Le repitió las mismas preguntas que a los demás, que ya casi podía recitar de memoria, y él respondió con precisión. Aunque todo lo relativo a sus propios movimientos carecía de interés, declaró que sí había visto algo extraño esa noche.

—Verá, yo hice el turno de noche, que normalmente es de ocho a dos, pero los días de feria dejamos abierto hasta las tres porque siempre viene alguien a última hora. Cuando estaba a punto de cerrar le llené el depósito a un coche forastero. Lo recuerdo bien porque era impresionante, un Gran Cherokee azul marino metalizado. Máquinas como esa no se ven todos los días.

—¿Conocía al conductor?

—No, señoría. Como le he dicho, era un coche forastero, eso fue lo que me llamó la atención. Nunca antes lo había visto por aquí. Normalmente conozco a todo el público. No solo a la gente del pueblo, también a los que vienen a hacer los repartos: de la cerveza, del supermercado, ya sabe. Pero a ese no lo había visto nunca.

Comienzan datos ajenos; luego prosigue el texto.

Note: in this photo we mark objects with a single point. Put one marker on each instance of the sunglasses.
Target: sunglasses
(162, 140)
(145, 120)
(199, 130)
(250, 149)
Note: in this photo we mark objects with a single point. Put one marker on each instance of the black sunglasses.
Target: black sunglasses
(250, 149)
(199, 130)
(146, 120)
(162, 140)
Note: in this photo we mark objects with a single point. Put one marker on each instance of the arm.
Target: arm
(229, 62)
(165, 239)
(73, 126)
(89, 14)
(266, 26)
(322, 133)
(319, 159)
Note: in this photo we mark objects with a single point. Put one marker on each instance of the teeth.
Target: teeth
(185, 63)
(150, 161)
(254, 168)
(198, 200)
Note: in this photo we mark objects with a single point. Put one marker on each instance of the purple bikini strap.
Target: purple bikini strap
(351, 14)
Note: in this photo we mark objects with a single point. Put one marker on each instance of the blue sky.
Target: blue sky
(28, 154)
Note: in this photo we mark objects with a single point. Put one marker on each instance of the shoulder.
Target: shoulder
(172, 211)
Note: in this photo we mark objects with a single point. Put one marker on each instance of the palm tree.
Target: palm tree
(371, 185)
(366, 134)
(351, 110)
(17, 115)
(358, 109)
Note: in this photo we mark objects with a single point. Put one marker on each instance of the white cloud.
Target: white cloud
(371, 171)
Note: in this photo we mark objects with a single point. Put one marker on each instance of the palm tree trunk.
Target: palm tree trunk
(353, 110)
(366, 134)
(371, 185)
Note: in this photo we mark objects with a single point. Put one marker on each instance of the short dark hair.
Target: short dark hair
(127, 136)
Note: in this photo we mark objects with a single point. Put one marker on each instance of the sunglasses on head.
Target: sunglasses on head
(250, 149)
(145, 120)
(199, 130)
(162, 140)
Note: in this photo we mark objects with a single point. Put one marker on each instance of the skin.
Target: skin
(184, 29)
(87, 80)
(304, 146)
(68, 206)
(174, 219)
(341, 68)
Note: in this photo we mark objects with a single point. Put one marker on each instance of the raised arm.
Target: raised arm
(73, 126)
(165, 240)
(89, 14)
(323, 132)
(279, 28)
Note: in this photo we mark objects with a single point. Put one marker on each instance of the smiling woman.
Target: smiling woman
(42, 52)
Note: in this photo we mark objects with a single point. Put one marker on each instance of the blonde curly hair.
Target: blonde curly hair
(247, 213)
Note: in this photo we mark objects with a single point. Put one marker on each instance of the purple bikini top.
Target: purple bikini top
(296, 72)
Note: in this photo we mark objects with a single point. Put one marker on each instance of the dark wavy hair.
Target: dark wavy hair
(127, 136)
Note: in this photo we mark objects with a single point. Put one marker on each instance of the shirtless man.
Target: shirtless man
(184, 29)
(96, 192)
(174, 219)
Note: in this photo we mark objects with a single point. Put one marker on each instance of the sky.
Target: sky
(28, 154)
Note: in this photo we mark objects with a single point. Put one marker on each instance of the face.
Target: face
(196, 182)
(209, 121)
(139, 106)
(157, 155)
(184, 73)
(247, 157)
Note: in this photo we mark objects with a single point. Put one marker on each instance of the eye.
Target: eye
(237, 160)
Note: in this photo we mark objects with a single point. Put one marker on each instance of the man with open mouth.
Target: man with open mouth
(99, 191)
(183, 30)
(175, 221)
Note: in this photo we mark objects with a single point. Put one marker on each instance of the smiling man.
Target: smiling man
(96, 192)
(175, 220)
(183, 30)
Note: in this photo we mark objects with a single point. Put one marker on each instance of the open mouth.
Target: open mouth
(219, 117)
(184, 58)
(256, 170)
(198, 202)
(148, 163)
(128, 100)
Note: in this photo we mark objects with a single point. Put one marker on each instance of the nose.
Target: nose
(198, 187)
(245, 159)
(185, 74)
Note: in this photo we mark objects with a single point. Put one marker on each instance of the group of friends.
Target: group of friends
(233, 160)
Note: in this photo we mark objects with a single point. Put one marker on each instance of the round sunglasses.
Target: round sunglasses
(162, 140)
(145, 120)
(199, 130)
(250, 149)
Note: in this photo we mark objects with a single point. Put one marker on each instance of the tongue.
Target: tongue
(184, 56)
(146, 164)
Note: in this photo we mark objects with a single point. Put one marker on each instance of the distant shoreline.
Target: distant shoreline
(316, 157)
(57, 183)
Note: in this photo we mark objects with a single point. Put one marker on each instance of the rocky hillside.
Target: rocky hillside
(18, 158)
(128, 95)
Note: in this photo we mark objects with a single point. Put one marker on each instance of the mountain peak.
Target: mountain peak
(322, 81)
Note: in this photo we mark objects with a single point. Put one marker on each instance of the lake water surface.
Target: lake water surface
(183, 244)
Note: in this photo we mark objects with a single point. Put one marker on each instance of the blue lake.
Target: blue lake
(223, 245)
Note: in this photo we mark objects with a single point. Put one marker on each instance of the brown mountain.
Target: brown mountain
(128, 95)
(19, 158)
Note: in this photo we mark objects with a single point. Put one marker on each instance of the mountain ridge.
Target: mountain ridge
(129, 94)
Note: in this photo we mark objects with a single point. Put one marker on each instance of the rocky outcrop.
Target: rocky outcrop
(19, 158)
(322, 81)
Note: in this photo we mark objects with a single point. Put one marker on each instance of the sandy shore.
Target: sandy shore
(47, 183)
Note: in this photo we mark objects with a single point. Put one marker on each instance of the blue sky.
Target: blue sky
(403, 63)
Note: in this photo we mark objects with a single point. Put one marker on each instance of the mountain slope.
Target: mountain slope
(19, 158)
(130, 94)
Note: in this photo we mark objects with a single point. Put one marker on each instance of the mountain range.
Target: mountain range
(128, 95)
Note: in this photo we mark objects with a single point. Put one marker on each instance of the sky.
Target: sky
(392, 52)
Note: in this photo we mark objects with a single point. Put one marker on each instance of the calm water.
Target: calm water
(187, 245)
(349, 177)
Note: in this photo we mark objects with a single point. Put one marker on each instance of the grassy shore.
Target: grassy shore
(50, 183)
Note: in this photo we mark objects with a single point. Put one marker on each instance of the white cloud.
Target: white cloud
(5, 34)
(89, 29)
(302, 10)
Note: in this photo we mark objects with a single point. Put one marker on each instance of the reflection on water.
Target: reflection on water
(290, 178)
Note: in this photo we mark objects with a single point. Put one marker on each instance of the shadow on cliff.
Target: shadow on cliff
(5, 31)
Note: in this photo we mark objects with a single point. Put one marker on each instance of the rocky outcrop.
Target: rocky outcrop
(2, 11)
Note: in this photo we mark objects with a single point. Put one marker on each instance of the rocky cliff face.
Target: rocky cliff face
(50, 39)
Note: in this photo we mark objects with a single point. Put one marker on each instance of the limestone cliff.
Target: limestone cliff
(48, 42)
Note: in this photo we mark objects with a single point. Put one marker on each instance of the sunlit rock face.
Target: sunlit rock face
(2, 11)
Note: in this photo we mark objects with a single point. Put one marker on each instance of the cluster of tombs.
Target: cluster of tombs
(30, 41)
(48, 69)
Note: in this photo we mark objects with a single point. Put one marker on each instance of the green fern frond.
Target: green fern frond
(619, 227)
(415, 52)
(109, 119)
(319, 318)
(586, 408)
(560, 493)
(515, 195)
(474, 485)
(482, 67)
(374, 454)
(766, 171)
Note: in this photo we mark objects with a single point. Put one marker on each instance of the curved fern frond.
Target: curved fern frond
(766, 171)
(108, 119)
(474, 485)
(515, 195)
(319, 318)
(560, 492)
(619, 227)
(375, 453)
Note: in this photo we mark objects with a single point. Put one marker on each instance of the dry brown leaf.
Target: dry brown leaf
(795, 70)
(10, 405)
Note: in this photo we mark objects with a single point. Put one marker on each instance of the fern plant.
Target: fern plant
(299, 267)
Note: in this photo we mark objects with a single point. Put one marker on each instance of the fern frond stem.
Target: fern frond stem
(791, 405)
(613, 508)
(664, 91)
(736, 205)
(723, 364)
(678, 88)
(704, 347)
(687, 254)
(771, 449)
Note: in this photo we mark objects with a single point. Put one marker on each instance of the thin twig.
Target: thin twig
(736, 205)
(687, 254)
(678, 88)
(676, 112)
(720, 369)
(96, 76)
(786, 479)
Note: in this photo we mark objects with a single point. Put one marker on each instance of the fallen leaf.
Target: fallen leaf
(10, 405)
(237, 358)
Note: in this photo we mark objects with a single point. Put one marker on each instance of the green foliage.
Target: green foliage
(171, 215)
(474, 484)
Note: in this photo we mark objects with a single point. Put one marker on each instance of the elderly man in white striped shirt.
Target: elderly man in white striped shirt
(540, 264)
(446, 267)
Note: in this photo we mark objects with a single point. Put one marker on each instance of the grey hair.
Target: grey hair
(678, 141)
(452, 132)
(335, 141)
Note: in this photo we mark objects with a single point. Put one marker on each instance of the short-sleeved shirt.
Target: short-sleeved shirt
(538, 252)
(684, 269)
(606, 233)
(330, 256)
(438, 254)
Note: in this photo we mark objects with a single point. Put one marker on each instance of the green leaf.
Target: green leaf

—¿Recuerda si pagó con tarjeta o en metálico?

—Fue en metálico. Estoy seguro porque lo comprobé en cuanto me enteré de lo del atropello; uno ata cabos. También pregunté a mis empleados y nunca lo habían visto.

—¿Tiene cámaras de seguridad en la gasolinera?

—No. Es una estación pequeña y no nos da para eso, y como la zona es tranquila…

—¿Vio usted el coche o al dueño luego en la feria?

—El coche no, seguro. Y al dueño creo que tampoco, pero tampoco sé si lo habría reconocido, me fijé más en el coche.

—¿Y algún detalle que nos pudiera servir para identificarlos?

—No, señoría, lo siento.

Inmaculada llamó a Ramírez y le encargó que avisara a la Guardia Civil de los pueblos cercanos para ver si localizaban aquel coche. Su presencia la noche del crimen resultaba inquietante.

—¿Y no sería mejor dar el aviso en toda la provincia? —preguntó Julián.

—Tienes razón. Además, ya no tiene sentido centrarnos solo en los coches de Álvaro. Hay que registrar todos los todoterreno de la zona.